As we begin the new year, companies are continuing to survey the ever-changing data-breach landscape and assess their own preparedness for the worst. And with data security threats becoming more complex, sophisticated, and diverse every year, it is no small task. For those of you wondering what data breach trends might look like this year, and what to do to avoid them, Experian Data Breach Resolution, drawing on its experience with over 17,000 data breaches over the last decade, offered the following five predictions in its 2017 Data Breach Industry Forecast:
Aftershock password breaches will expedite the death of the password.
- What and Why: Companies will face the consequences of previous data breaches, as username and password information breached years prior (and often from an unrelated company) is continued to be sold through darknet markets.
- The Takeaway: Companies should consider (1) using multi-factor authentication to verify users to help solve the password reuse problem; (2) accounting for aftershock breaches in their data-breach response plans; and (3) educating customers about resetting their passwords and about the broader risk associated with password reuse across websites.
Nation-state cyberattacks will move from espionage to war.
- What and Why: Cyberattacks by hackers sponsored by foreign nations will likely continue to increase and escalate. Although these attacks are motivated by the desire to gain intelligence, they will lead to collateral damage to consumers and businesses through widespread outages or exposure of personal information.
- The Takeaway: Businesses should prepare for large-scale attacks, particularly if they are a part of critical infrastructure, by staying vigilant about their security measures and by considering purchasing proper insurance protection.
Healthcare organizations will be the most targeted sector with new, sophisticated attacks emerging.
- What and Why:
- Medical identity theft will remain cybercriminals’ top target, as medical information is lucrative and easy to exploit.
- Experian predicts that in the new year mega breaches will move on from focusing on healthcare insurers to distributed hospital networks, which might have more security challenges compared to centralized organizations.
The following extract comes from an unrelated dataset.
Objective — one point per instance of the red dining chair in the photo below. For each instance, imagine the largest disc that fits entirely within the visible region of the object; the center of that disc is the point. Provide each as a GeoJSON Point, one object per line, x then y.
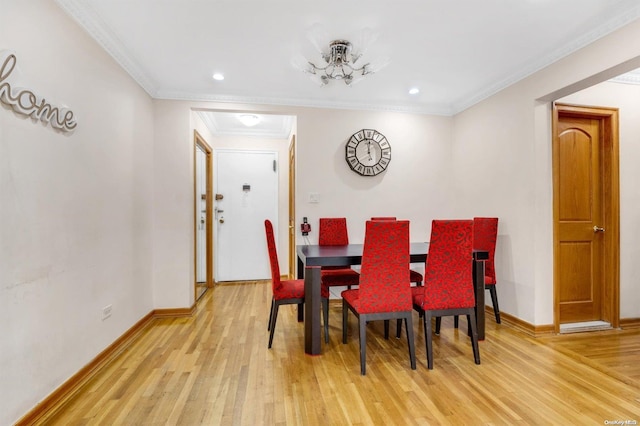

- Experian also predicts that electronic health records (EHRs) will likely be a primary target for attackers, since EHRs are widely used and are likely to touch a compromised computer.
- The top breach vector will likely be ransomware because a disruption of healthcare system operations could be catastrophic and most organizations would rather opt to simply pay the ransom than fight the attack. According to the recent Office of Civil Rights (OCR) guidance, depending on the facts, ransomware attacks may be classified as breaches and require notification under the HIPAA Breach Notification Rule, in accordance with 45 CFR 164.404.
- The Takeaway: Healthcare organizations need to ensure they have proper, up-to-date security measures in place, including data-breach response plans in the event of a ransomware attack and adequate employee training about the importance of security.